] add BenchmarkTools
using Distributed
using BenchmarkTools
using Printf
if procs() == workers()
addprocs(4)
end
function answer_checker(answer,solution)
if answer == solution
"🥳 Well done! "
else
"It's not correct. Keep trying! 💪"
end |> println
end
alg_1_deps_check(answer) = answer_checker(answer,"b")
alg_2_deps_check(answer) = answer_checker(answer,"d")
Distributed matrix-matrix multiplication¶
Contents¶
In this notebook, we will:
- Parallelize a simple algorithm
- Study the performance of different parallelization strategies
- Implement them using Julia
Problem Statement¶
Let us consider the (dense) matrix-matrix product C=A*B.
Goals¶
We want to
- compute the product in parallel using more than one process (distributed implementation)
- study the performance of different parallelization alternatives
- implement the algorithms using Julia
Assumptions¶
- All matrices
A,B, andCare initially stored in the master process - The result will be overwritten in
C
Steps¶
To develop and study the parallel implementation, we will follow these steps:
- Identify the parts of the sequential algorithm that can be parallelized
- Consider different parallelization strategies
- Discuss the (theoretical) performance of these implementations
Serial implementation¶
We start by considering the (naive) sequential algorithm:
@everywhere function matmul_seq!(C,A,B)
m = size(C,1)
n = size(C,2)
l = size(A,2)
@assert size(A,1) == m
@assert size(B,2) == n
@assert size(B,1) == l
z = zero(eltype(C))
for j in 1:n
for i in 1:m
Cij = z
for k in 1:l
@inbounds Cij += A[i,k]*B[k,j]
end
C[i,j] = Cij
end
end
C
end
Run the following cell to compare the performance of our hand-written function with respect to the built in function mul!
using LinearAlgebra
N = 1000
A = rand(N,N)
B = rand(N,N)
C = rand(N,N)
@btime matmul_seq!(C,A,B)
@btime mul!(C,A,B);
Where do we can exploit parallelism?¶
Look at the three nested loops in the sequential implementation:
for j in 1:n
for i in 1:m
Cij = z
for k in 1:l
@inbounds Cij += A[i,k]*B[k,j]
end
C[i,j] = Cij
end
end
- Loops over
iandjare trivially parallelizable. - The loop over
kcan be parallelized but it requires a reduction.
Parallel algorithms¶
All the entries of matrix C can be potentially computed in parallel, but is it the most efficient solution to solve all these entries in parallel in a distributed system?

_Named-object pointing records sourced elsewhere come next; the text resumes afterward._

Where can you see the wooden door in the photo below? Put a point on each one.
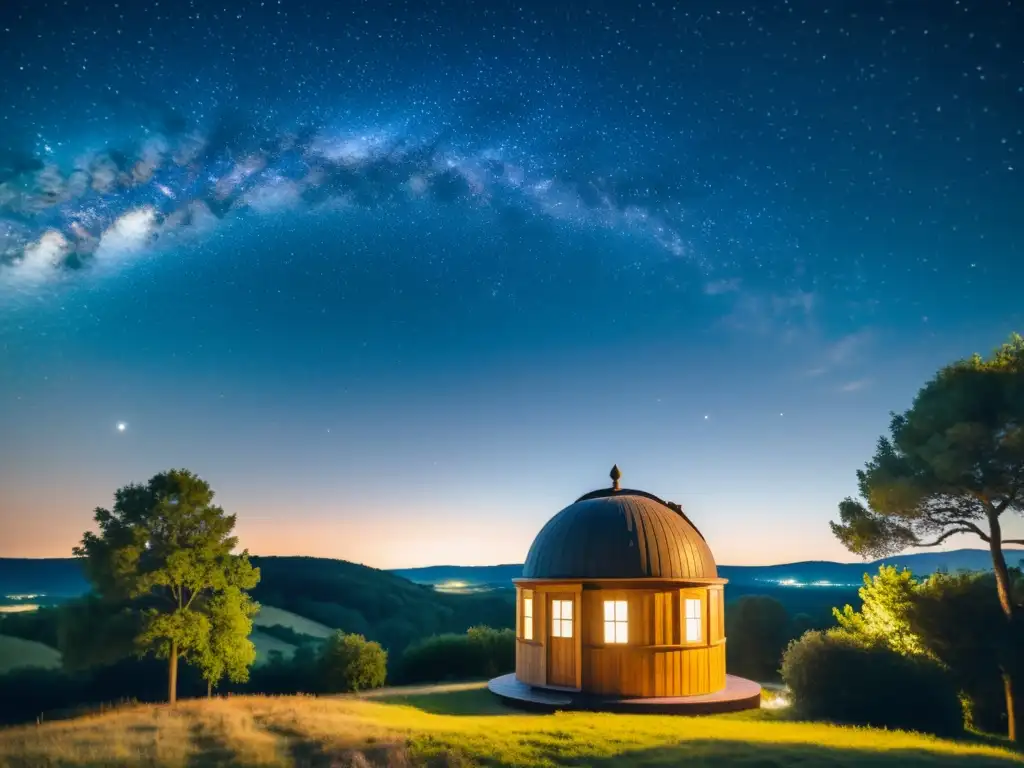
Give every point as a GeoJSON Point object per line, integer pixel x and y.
{"type": "Point", "coordinates": [562, 627]}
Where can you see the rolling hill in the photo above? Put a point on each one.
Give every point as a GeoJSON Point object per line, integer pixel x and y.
{"type": "Point", "coordinates": [62, 577]}
{"type": "Point", "coordinates": [16, 653]}
{"type": "Point", "coordinates": [462, 727]}
{"type": "Point", "coordinates": [921, 563]}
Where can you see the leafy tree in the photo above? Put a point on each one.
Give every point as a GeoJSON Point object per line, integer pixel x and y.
{"type": "Point", "coordinates": [228, 651]}
{"type": "Point", "coordinates": [480, 652]}
{"type": "Point", "coordinates": [759, 629]}
{"type": "Point", "coordinates": [350, 663]}
{"type": "Point", "coordinates": [953, 464]}
{"type": "Point", "coordinates": [836, 676]}
{"type": "Point", "coordinates": [961, 624]}
{"type": "Point", "coordinates": [884, 616]}
{"type": "Point", "coordinates": [954, 620]}
{"type": "Point", "coordinates": [168, 548]}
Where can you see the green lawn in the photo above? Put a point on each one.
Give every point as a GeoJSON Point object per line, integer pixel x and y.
{"type": "Point", "coordinates": [461, 726]}
{"type": "Point", "coordinates": [15, 653]}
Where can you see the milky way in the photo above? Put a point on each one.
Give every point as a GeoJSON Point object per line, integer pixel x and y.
{"type": "Point", "coordinates": [60, 218]}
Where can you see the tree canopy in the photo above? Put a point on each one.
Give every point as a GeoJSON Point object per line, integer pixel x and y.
{"type": "Point", "coordinates": [166, 548]}
{"type": "Point", "coordinates": [953, 620]}
{"type": "Point", "coordinates": [953, 463]}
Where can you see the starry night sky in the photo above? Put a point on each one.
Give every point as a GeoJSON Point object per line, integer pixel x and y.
{"type": "Point", "coordinates": [401, 280]}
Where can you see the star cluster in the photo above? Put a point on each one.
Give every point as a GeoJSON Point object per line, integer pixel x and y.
{"type": "Point", "coordinates": [316, 250]}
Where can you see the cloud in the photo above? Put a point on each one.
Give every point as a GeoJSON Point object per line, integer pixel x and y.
{"type": "Point", "coordinates": [719, 287]}
{"type": "Point", "coordinates": [847, 349]}
{"type": "Point", "coordinates": [129, 233]}
{"type": "Point", "coordinates": [43, 255]}
{"type": "Point", "coordinates": [787, 316]}
{"type": "Point", "coordinates": [855, 386]}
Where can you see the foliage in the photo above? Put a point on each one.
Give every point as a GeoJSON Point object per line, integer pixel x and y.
{"type": "Point", "coordinates": [758, 629]}
{"type": "Point", "coordinates": [481, 652]}
{"type": "Point", "coordinates": [953, 462]}
{"type": "Point", "coordinates": [952, 619]}
{"type": "Point", "coordinates": [884, 616]}
{"type": "Point", "coordinates": [228, 651]}
{"type": "Point", "coordinates": [290, 731]}
{"type": "Point", "coordinates": [961, 623]}
{"type": "Point", "coordinates": [834, 676]}
{"type": "Point", "coordinates": [350, 663]}
{"type": "Point", "coordinates": [166, 546]}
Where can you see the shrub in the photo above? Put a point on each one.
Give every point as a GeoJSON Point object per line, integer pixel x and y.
{"type": "Point", "coordinates": [482, 651]}
{"type": "Point", "coordinates": [350, 663]}
{"type": "Point", "coordinates": [833, 676]}
{"type": "Point", "coordinates": [759, 629]}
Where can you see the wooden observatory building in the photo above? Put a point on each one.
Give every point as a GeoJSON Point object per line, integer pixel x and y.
{"type": "Point", "coordinates": [620, 598]}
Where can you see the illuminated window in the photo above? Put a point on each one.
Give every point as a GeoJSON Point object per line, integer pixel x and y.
{"type": "Point", "coordinates": [561, 619]}
{"type": "Point", "coordinates": [616, 629]}
{"type": "Point", "coordinates": [527, 619]}
{"type": "Point", "coordinates": [693, 632]}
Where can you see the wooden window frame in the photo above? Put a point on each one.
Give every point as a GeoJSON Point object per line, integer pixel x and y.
{"type": "Point", "coordinates": [615, 623]}
{"type": "Point", "coordinates": [528, 621]}
{"type": "Point", "coordinates": [700, 596]}
{"type": "Point", "coordinates": [558, 622]}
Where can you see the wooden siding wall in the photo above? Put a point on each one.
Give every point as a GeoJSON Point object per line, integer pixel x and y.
{"type": "Point", "coordinates": [655, 662]}
{"type": "Point", "coordinates": [632, 671]}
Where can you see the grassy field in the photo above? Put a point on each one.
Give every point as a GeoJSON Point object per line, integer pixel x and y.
{"type": "Point", "coordinates": [269, 615]}
{"type": "Point", "coordinates": [15, 653]}
{"type": "Point", "coordinates": [459, 727]}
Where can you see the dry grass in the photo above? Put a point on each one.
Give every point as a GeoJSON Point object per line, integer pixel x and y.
{"type": "Point", "coordinates": [15, 653]}
{"type": "Point", "coordinates": [437, 729]}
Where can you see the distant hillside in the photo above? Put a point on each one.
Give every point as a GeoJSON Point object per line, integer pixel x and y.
{"type": "Point", "coordinates": [62, 577]}
{"type": "Point", "coordinates": [57, 577]}
{"type": "Point", "coordinates": [921, 563]}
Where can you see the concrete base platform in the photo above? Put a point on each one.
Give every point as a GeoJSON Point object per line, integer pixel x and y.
{"type": "Point", "coordinates": [738, 693]}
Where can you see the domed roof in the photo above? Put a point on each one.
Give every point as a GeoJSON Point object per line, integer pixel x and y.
{"type": "Point", "coordinates": [620, 534]}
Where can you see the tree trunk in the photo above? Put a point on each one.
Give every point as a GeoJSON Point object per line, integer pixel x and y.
{"type": "Point", "coordinates": [172, 682]}
{"type": "Point", "coordinates": [1003, 587]}
{"type": "Point", "coordinates": [1008, 687]}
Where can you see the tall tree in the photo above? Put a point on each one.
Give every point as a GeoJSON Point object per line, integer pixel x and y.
{"type": "Point", "coordinates": [169, 549]}
{"type": "Point", "coordinates": [953, 464]}
{"type": "Point", "coordinates": [228, 651]}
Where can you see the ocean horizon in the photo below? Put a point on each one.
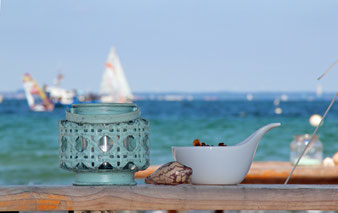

To find this we will consider different parallelization strategies:
- Algorithm 1: each worker computes a single entry of C
- Algorithm 2: each worker computes a single row of C
- Algorithm 3: each worker computes a block rows of C
Parallel algorithm 1¶
Data dependencies¶
Moving data through the network is expensive and reducing data movement is one of the key points in a distributed algorithm. To this end, we determine which is the minimum data needed by a worker to perform its computations.
In algorithm 1, each worker computes only an entry of the result matrix C.
a) column A[:,i] and row B[j,:]
b) row A[i,:] and column B[:,j]
c) the whole matrices A and B
d) row A[i,:] and the whole matrix B
answer = "x" # replace x with a, b, c, or d
alg_1_deps_check(answer)
Implementation¶
Taking into account the data dependencies, the parallel algorithm 1 can be efficiently implemented following these steps from the worker perspective:
- The worker receives the corresponding row A[i,:] and column B[:,j] from the master process
- The worker computes the dot product of A[i,:] and B[:,j]
- The worker sends back the result of C[i,j] to the master process
A possible implementation of this algorithm in Julia is as follows:
function matmul_dist_1!(C, A, B)
m = size(C,1)
n = size(C,2)
l = size(A,2)
@assert size(A,1) == m
@assert size(B,2) == n
@assert size(B,1) == l
z = zero(eltype(C))
@assert nworkers() == m*n
iw = 0
@sync for j in 1:n
for i in 1:m
Ai = A[i,:]
Bj = B[:,j]
iw += 1
w = workers()[iw]
ftr = @spawnat w begin
Cij = z
for k in 1:l
@inbounds Cij += Ai[k]*Bj[k]
end
Cij
end
@async C[i,j] = fetch(ftr)
end
end
C
end
You can execute the following cells to test this implementation.
using Test
N = 2
A = rand(N,N)
B = rand(N,N)
C = similar(A)
@test matmul_dist_1!(C,A,B) ≈ A*B
Performance¶
Let us study the performance of this algorithm. To this end, we will analyze if algorithm 1 is able to achieve the optimal parallel speedup. The parallel speedup on $P$ processes is defined as
$$ S_P = \frac{T_1}{T_P}, $$
where $T_1$ denotes the runtime of the sequential algorithm on one node and $T_P$ denotes the runtime of the parallel algorithm on $P$ processes. If we run an optimal parallel algorithm with $P$ processes we expect it to run $p$ times faster than the sequential implementation. I.e., the optimal speedup of a parallel algorithm on $p$ processes is equal to $P$:
$$ S^{*}_p = P. $$
The ratio of the actual speedup over the optimal one is called the parallel efficiency
$$ E_p = \frac{S_p}{S^{*}_p} = \frac{T_1/T_P}{P}. $$
Experimental speedup¶
The following cell measures the speedup of parallel algorithm 1. Do we achieve the optimal speedup?
N = 2
A = rand(N,N)
B = rand(N,N)
C = similar(A)
T1 = @belapsed matmul_seq!(C,A,B)
C = similar(A)
TP = @belapsed matmul_dist_1!(C,A,B)
P = nworkers()
println("Speedup = ", T1/TP)
println("Optimal speedup = ", P)
println("Efficiency = ", 100*(T1/TP)/P, "%")
Communication overhead¶
Since communication is usually the main bottleneck in a distributed algorithm, we want to reduce the amount of communication per unit of computation in a worker. Let us compute the (theoretical) communication overhead for algorithm 1. This will help us understand why the speedup of this algorithm was so bad.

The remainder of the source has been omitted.